In reinstating the export ban in 2021, Sakti also laid out efforts to develop the domestic lobster-farming industry to be more competitive with Vietnam’s. The ministry said it would advance aquaculture technology at lobster farms in several districts to improve the survival and productivity rates of the lobsters.

“The development of lobster aquaculture in Indonesia needs the support of various stakeholders in developing lobster feed, raising capital, research, and transfer of technology,” Sakti said.

An official in Bali shows lobster larvae seized from a smuggling attempt. Image by Luh de Suriyani/Mongabay Indonesia.
Indonesia has a thriving black market for lobster larvae. Image by Vinolia/Mongabay Indonesia.

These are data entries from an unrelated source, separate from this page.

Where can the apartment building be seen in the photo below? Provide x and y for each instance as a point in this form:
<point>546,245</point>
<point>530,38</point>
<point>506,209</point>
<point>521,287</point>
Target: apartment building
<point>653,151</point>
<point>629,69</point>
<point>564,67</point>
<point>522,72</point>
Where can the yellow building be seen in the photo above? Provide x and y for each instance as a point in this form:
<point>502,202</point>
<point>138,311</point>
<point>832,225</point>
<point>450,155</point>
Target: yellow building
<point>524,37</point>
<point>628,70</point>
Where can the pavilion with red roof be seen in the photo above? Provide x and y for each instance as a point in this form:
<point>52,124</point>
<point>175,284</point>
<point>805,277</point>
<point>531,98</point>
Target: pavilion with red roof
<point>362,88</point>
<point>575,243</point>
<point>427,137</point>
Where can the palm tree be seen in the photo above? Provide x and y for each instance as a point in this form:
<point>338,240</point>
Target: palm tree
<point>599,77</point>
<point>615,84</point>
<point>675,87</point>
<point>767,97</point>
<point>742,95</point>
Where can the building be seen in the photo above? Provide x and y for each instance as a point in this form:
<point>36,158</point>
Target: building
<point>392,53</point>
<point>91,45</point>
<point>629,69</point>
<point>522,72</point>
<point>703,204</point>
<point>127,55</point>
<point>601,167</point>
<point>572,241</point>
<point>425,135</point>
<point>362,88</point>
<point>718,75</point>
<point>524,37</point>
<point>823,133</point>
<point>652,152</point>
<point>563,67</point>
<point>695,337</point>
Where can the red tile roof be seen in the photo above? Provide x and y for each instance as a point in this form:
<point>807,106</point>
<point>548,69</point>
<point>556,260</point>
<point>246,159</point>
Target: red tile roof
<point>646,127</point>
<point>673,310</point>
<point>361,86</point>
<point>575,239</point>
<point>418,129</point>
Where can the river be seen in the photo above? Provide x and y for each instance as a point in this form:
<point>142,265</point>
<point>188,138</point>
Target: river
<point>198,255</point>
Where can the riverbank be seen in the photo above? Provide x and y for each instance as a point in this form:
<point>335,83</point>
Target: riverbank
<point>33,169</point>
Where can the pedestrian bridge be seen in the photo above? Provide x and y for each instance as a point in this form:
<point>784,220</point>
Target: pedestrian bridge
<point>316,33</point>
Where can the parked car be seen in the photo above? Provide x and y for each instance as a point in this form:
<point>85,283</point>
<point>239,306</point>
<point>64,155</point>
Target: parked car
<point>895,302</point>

On the monitoring front, the fisheries ministry has also beefed up security at the country’s international airports and at sea. In March, it deployed four speedboats to monitor the waters between the Riau Islands and Singapore, where one of the recent smuggling attempts was foiled. Sakti said his office would continue to raise awareness among fishers to discourage them from exporting lobster larvae.

“We will strongly act against any illegal activity in Indonesian waters,” Adin said. “We call on the smugglers to stop their activity because law enforcers will be ready to monitor our fisheries resources, including lobster larvae.”

If convicted, violators face up to 16 years in prison and fines of up to 3.5 billion rupiah ($230,000).

Conservationists and policymakers consider illegal exports of lobster larvae a major threat to wild populations. The fisheries ministry puts the latest estimate of potential wild lobster stock in Indonesian waters at 27 billion. But the National Commission for Fisheries Resources Research (Komnas Kajiskan) reported in 2016 that lobsters in six out of 11 officially sanctioned fishing zones were overfished, while the rest were being harvested at maximum capacity.